Note: this post is in early Beta.
Is leadership an emergent property of people working together (social capital) or is it something delivered, in a top-down fashion by an individual? I was asked about this recently, and immediately thought about the Apache nation that had only situational leaders, Nantans, who were in charge as long as warriors were willing to follow them. Because of this decentralization, they were able to fight the Spanish for a long time, regrouping as necessary, ultimately destroyed by a “benevolent” United States.
Looking at my outboard brain (my blog) I’ve reviewed some thoughts on leadership, which has not really been my focus, but is perhaps more of an emergent property after almost eight years.

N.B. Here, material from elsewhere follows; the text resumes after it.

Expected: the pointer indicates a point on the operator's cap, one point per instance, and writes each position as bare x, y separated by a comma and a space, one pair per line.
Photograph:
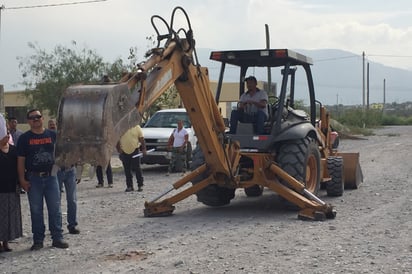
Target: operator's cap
251, 78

These are some of the ideas that still resonate with me.
Let me begin with this quote from Peter Levesque, which I picked up in 2004, showing how digital interconnectedness may change our view leadership:
I suggest that the leaders will be found among the aggressively intelligent citizenry, liberated from many tasks and obligations by technology freely shared; using data, information and knowledge acquired from open source databases, produced from the multiples of billions of dollars of public money invested through research councils, universities, social agencies, and public institutions.
But an aggressively intelligent citizenry needs access to its own ideas. This in an ongoing battle with the established powers. Open information and access to our common knowledge assets seems to be a required part of any new leadership model.
Leaders may be required in hierarchies but are they necessary in wirearchies? The great work of our time may be to design, build and test new organizational models that reflect our democratic values and can function in an interconnected world. Leadership today may be more of an architectural task, or one of setting up the right systems.
We’re now at the stage where we have some new ideas for work (wirearchy, natural enterprises, workplace democracy) and some new technologies (social, nano-bio-techno-cogno). The next step in this evolution is for a new organizational model and that conversation has already started. The ideology will come later.
Ideas lead technology. Technology leads organizations. Organizations lead institutions. Then ideology brings up the rear, lagging all the rest—that’s when things really get set in concrete.
Does ridiculously-easy group forming mean that leadership can now emerge when people get together for collective action? What kind of leadership is there in mass, decentralized, social movements, like the Arab Spring or Occupy Wall Street movements?
Warren Bennis wrote that hierarchy is a prosthesis for trust. With open systems, trust emerges.
Knowledge workers, collaborate, you have nothing to lose but your managers. This is a statement I made a bit in jest on Twitter, but the truth behind it is that management is less useful to the interconnected, professional, concept worker. With fewer managers and hyperlinks subverting hierarchy, will a different breed of leadership emerge?
It takes different leadership, or leadership for networks, to do the important work in complex work environments, which, in my opinion, is to increase collaboration and support social learning in the workplace.
I haven’t really answered my own question whether leadership is an emergent property of net work, but I have little doubt that we need different kinds of leadership (more open, transparent & diverse) and people with these attributes may emerge as their peers allow them to lead; for the time being.